Venezuela: primeras conclusiones del encuentro crítico de intelectuales revolucionarios

Centro Internacional Miranda*

En las jornadas de reflexión “Intelectuales, democracia y socialismo: callejones sin salida y caminos por recorrer” se reunieron más de 30 de los más importantes intelectuales venezolanos comprometidos con el proceso de cambio revolucionario. El objetivo: examinar y discutir en torno a los principales nudos problemáticos que enfrenta nuestro proceso. El compromiso de estos intelectuales con el proceso revolucionario y la confianza en el liderazgo del comandante presidente Hugo Chávez está tan fuera de duda que repetirlo resulta excesivo.
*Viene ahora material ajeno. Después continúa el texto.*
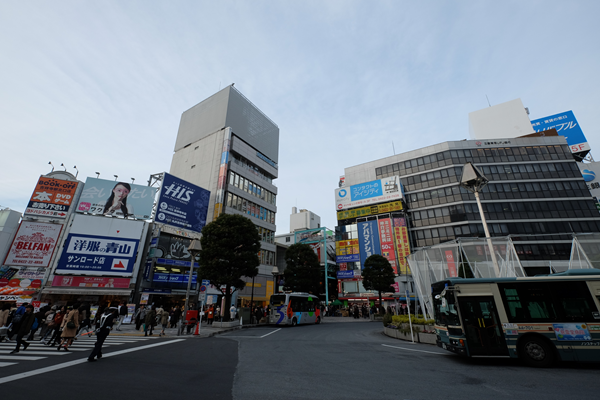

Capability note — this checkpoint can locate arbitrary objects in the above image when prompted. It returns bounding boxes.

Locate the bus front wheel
[519,336,555,368]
El objetivo general de estas jornadas fue discutir, desde nuestras propias filas, la marcha del proceso. Entre los intelectuales participantes se encuentran: Vladimir Acosta, Eva Golinger, Luis Britto, Marta Harnecker, Juan Carlos Monedero, Luis Damiani, Iraida Vargas, Emir Sader, Michael Lebowitz, Ernesto Villegas, Santiago Arconada, Rigoberto Lanz, Miguel Ángel Pérez, Carmen Bohórquez, Víctor Álvarez, Luis Bonilla Molina, Roberto Hernández Montoya, Fausto Fernández, Daniel Hernández, Filinto Durán, Mario Sanoja, Javier Biardeau, José Luis Pacheco, Arístides Medina Rubio, Aram Aharoniam, Miguel Angel Contreras, Gonzalo Gómez, Vladimir Lazo, Roberto López, Rubén Reinoso, Nieves Tamaroni, Rubén Alayón Montserrat, Elio Sayago, José Carlos Carcione, Rafael Gustavo González, Roland Denis y Paulino Núñez. En el segundo día acompañó y tomó la palabra Ana Elisa Osorio (directiva del PSUV).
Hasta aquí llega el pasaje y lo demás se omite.